Artifact 8da8313b2c8e81a7f4e3f3ea0d4d1f9d9dba23c9118bdcec18675a55be547a36:

File www/remizstd.md — part of check-in [9a0995ca4b] at 2022-03-10 00:24:16 on branch trunk — Finish web documentation. (user: alexa size: 20540)

title: RemiZstd Manual author: Remilia Scarlet date: March 2022 ...

Introduction

RemiZstd is a set of bindings for Nim of the ZStandard C library. They are essentially a port of the Crystal bindings by Didactic Drunk.

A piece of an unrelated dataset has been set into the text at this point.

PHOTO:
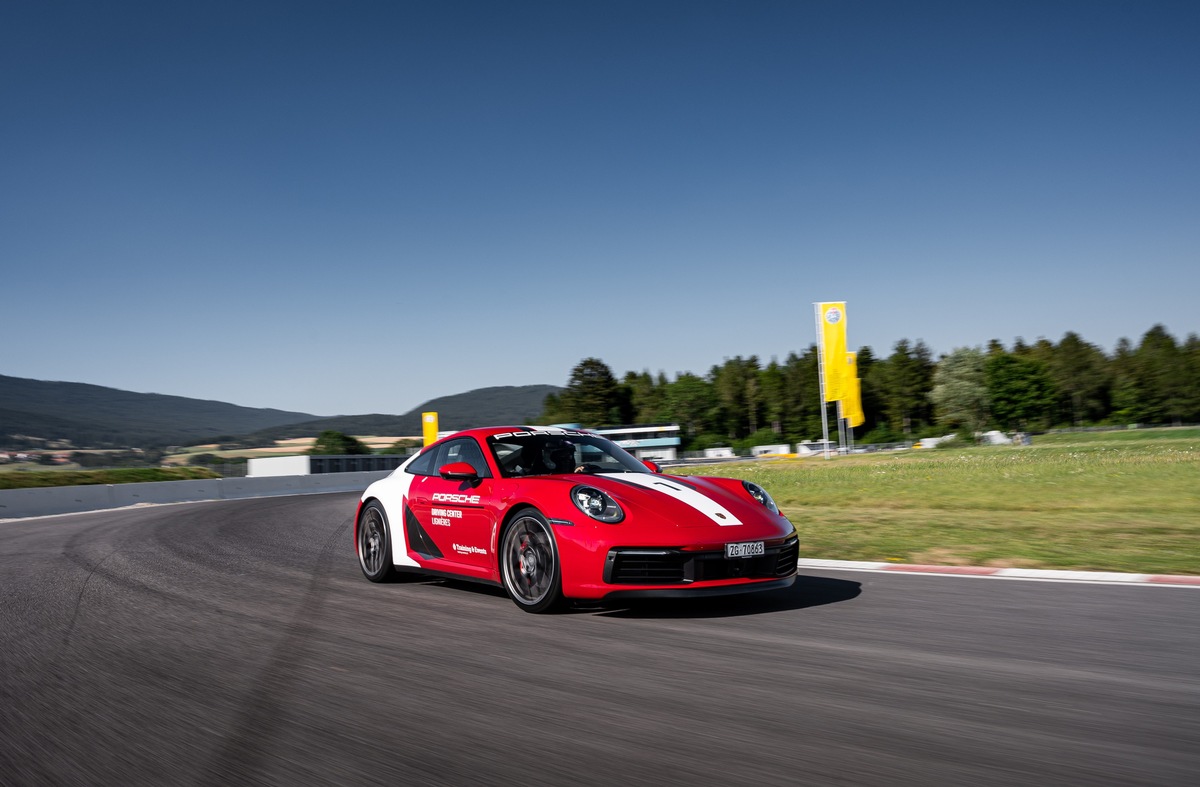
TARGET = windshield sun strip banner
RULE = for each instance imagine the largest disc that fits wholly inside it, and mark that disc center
(702, 503)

The original Crystal bindings can be found here: https://github.com/didactic-drunk/zstd.cr

If you want an alternative set of bindings, check out https://github.com/wltsmrz/nim_zstd

Features

Some features include:

Two APIs: a simple context-based one, and one for (de)compressing to/from streams.
API calls allow reusable buffers to reduce GC overhead.
export ZSTD_CLEVEL=1 sets the default compression level just like the zstd command line utilities.
Probably pretty fast
Custom dictionaries (not well tested)

Getting Set Up

You will need the ZStandard development files on your system. Something like one of the following should work on Linux:

slackpkg install zstd
pacman -S zstd
apt-get install libzstd-dev
yum install libzstd-devel

Once you have the ZStandard development files installed, you will then need to prepare the repository for use. Note that I do not use Git nor Mercurial, so the process here this may seem a bit out of the ordinary. However, in the end, you can still use Nimble just like with other Nim packages.

Clone this repository manually using Fossil.
Change into the cloned directory.
Run nimble install to install the library.

Usage

To import all of the library (minus the low-level FFI stuff), you can just use import remizstd. Or, you can import just what you need:

remizstd/common: Custom dictionaries and some common types/methods/values
remizstd/compress: Context-based compression
remizstd/decompress: Context-based decompression
remizstd/compstream: Compressing streams
remizstd/decompstream: Decompression streams
remizstd/libffi: Low-level C bindings

Full example:

import std/streams
import remizstd/[compstream, decompstream]

# Generate the test file
let filename = "/tmp/somefile.txt"
writeFile(filename, "This is a test file for remizstd :D")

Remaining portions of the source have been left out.